I feel I have long been attuned to God’s subversive imagination. I remember being in Church as a child and teenager and thinking to myself:  Is this it? Is all this fuss about nothing more than a list of do’s and don’ts? Is it only about not going to hell, and nothing about making the here and now more heavenly?

In my years away from the Church, my subversive side grew and one of my greatest fears in being called back home and into a community of faith was that I would have to let go of the subversive gifts God had given me. Thankfully, God led me to a Church that tolerated subversive imagination and a Pastor that encouraged it!

When I answered the call to ministry, I worried again that my subversive ideas of the Kingdom of God would limit my effectiveness. I worried that I would have to hide my beliefs. I was appointed to two small country churches that I knew would never quite get me – and they didn’t. I saw myself as a missionary to the comfortable, to those convinced of their view of faith, politics, race, and American exceptionalism. It was rough. I was in a hurry and pushed to change things before I had even begun to understand hearts and minds, before I was able to invite the Holy Spirit in to do the work of transformation of those hardened hearts and closed minds.

In January of 2015 I spent some time in St. Louis and Ferguson in the wake of the murder of Michael Brown. It was a J-Term immersion class and we were truly immersed. We met and heard the stories of women and men in the midst of a theological struggle sparked by the murder of a young black man and fueled by decades of institutional racism and oppression. I learned so much – about God, about myself, and about the reality of oppression and the struggle to survive.

One voice, that of a five-foot one-inch white female AME Pastor, stood out for me. Reverend Renita Marie Green was married to an African American AME Pastor and had three teenage children. She was able to narrate the complexities of the times in a way I could understand. I explained to Pastor Renita the context in which I served – two small, highly conservative, quietly racist, economically privileged white churches in a suburb of maybe the most racially divided city in the world – my hometown – Memphis, Tennessee.

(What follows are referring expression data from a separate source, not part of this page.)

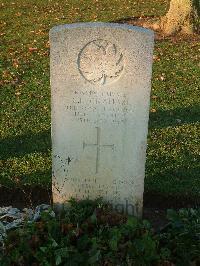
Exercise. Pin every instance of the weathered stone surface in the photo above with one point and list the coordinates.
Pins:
(100, 80)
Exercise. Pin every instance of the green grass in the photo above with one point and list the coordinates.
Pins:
(173, 143)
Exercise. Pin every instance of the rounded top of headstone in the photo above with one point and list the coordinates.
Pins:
(101, 25)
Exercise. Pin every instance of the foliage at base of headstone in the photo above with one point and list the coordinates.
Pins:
(90, 233)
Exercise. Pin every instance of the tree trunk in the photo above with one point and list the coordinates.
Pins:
(179, 18)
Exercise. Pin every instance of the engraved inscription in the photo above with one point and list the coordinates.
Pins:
(98, 107)
(101, 62)
(98, 147)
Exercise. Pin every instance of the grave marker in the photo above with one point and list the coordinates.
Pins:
(100, 80)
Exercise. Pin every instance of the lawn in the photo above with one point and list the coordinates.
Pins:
(173, 154)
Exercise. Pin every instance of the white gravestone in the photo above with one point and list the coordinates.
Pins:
(100, 80)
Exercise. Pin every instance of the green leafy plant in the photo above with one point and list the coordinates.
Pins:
(91, 233)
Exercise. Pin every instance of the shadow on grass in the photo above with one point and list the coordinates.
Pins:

My question to Pastor Renita was, “How can I translate everything God has shown me here to people who refuse to listen?”

In that time in Ferguson, the Gospels had come alive and were being lived out on the streets, in the bars, on the campus of Eden Theological Seminary, and in the churches. Walking in that space was like walking through a pop-up-book of the Gospels.

The Pharisees were there, religious elite who said, “slow down, pray, wait and see what God will do.” The Romans were there, wearing black uniforms, marching in mass with shields and batons, buttressed by steel chariots of war. The “crowd” as Mark describes them were there – afraid yet fed up with the status quo, angry, hurt, and eager for real change.

Jesus was there too—once, in the form of a grandmother who felt called to feed the people. Mamma G wasn’t much for protesting, but she would prepare meals, offer water, mend wounds, dry tears, and pray with the freedom fighters. Once again, Jesus was there in the form of a black man from Zent, Arkansas who wore a clergy collar and cloak, had waist length dreadlocks, and spoke with the authenticity of teacher, the truth-telling passion of a prophet, and the rhythm of a blues musician.

How was I to translate all God allowed me to see to my people, privileged white Christians, who refused to listen or to see anything other than their opinions and bigotry, who had no curiosity for truth?

“Don’t worry, baby,” Pastor Renita said, “You’re anointed and consumed by the Holy Spirit. You go home and preach the Gospel and the Holy Spirit will make sure they hear what God has to say – that’s what speaking in tongues is, trusting the Spirit to shape the words and touch folk’s hearts.”

I’ve gotten in trouble more than once with my parishioners because of my justice work. I was once captured by a television news camera crew in a crowd shot smiling and singing at a Black Lives Matter rally. One of my parishioners came to me and said, “You can’t do that. You’re ruining the good work you’ve done here by taking part in crap like that. Why would you go to a Black Lives Matter protest?”

“Well,” was my response, “it wasn’t a protest, but a rally and I was there to listen. If we don’t listen to people who are hurting how can we respond to them?”
“I don’t need to listen to those people,” was his response. “I know what they are saying and it’s wrong. They’re just making excuses for sinful behavior. Promise me you won’t do that again – please.”

A few months later, the media again photographed me at a rally. It wasn’t a BLM rally but I was standing next to a young mother holding a “Black Lives Matter” sign. The same man came to me, even more angry this time. “What the hell were you doing this time, listening again? Haven’t you heard enough?”

“No,” I said. “I listened the last time you saw me on the news, and several times since. What I heard when I listened to the hearts of oppressed persons compelled me to go back and do something – whatever they asked of me – to help.”

While my friend was walking away, shaking his head, the words of a protest song rang in my ears:  I heard my brother crying ‘I can’t breathe’
                 I came to the struggle and now ‘I can’t leave’

In worship about three weeks ago, during the Prayers of the People, my friend spoke up and asked that we pray for our Hispanic neighbors and the Dreamers. This was huge. This was God.

I do believe my friend is learning to listen. It doesn’t erase the sin of racism he holds so tightly to, but it does show how much the Spirit can do when we are persistently subversive. When we decide that – if things are going to change – we must remain in community with those we don’t or can’t understand or agree with. And hope that they learn to listen.